G7諸国の多くは、企業のサプライチェーンにおける人権リスクや影響を特定・防止するために、報告義務やHRDDの要件を公表している。日本政府も最近、HRDDのガイドライン作成を発表した。これにより、日本はアジアで初めてHRDDに関する法律を制定する軌道に乗る。WBAとBHRRCは、本レポートを通じて、現在議論されているガイドラインへ提言を行う。
WBAが2021年に実施した「社会トランスフォーメーション指数(CSI)」の評価結果を基にした分析では、調査対象となった日本企業67社の大半(79%)が人権へのコミットメントを開示し、さらに40%が国際労働機関(ILO)の労働権の尊重へもコミットしている。
しかし、人権デューディリジェンス(HRDD)においては、企業の約3分の2(64%)が3つのHRDD指標でゼロを記録している。また、ステークホルダー・エンゲージメントについても85%がゼロを記録した。

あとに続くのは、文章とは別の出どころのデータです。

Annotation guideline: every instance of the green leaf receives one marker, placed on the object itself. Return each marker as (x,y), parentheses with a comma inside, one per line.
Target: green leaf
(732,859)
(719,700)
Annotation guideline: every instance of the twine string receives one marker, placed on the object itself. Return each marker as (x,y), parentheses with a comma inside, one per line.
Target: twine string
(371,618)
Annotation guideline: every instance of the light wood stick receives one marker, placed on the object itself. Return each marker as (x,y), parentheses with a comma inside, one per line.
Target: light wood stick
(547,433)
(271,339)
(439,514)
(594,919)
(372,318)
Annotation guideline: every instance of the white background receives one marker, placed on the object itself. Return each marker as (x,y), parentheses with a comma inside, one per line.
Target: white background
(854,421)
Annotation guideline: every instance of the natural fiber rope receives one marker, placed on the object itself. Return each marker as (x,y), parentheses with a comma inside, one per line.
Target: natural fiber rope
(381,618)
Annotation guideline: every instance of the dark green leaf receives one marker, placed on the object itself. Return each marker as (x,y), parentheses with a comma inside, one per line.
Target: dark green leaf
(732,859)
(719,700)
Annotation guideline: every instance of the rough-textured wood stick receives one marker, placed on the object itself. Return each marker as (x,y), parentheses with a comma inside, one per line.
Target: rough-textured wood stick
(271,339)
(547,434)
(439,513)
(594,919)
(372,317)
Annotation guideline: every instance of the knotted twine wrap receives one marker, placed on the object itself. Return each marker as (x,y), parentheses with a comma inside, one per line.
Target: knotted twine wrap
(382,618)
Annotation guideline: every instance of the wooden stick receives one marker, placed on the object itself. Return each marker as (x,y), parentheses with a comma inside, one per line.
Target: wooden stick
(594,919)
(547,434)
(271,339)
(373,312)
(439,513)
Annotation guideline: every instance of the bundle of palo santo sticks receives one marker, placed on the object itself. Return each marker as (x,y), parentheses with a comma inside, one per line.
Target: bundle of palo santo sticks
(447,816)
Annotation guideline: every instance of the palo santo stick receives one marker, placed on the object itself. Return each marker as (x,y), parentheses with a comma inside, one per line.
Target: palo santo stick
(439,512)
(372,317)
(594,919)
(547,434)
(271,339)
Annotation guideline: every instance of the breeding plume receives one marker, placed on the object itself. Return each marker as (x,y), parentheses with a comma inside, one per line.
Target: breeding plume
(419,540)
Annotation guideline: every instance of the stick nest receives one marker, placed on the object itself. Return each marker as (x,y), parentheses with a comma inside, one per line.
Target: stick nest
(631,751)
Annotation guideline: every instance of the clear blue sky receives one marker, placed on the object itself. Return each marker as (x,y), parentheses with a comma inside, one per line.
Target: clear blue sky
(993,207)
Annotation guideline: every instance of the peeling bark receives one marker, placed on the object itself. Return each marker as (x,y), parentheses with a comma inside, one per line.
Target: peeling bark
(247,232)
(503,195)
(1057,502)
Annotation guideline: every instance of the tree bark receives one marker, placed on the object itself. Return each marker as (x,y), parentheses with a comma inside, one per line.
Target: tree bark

一方で、HRDD指標で満点を記録した企業も9社ある。具体的には、アサヒグループ、ファーストリテイリング、不二製油グループ、インペックス、KDDI、キリンホールディングス、三井物産、NEC、楽天の9社である。
本レポートでは、一部の企業が HRDD においてリーダーシップを発揮している一方で、他の大多数の企業は大きく遅れを取っており、一般的な HRDD のプロセス、特にステークホルダーの関与には顕著なギャップがあることが明らかになった。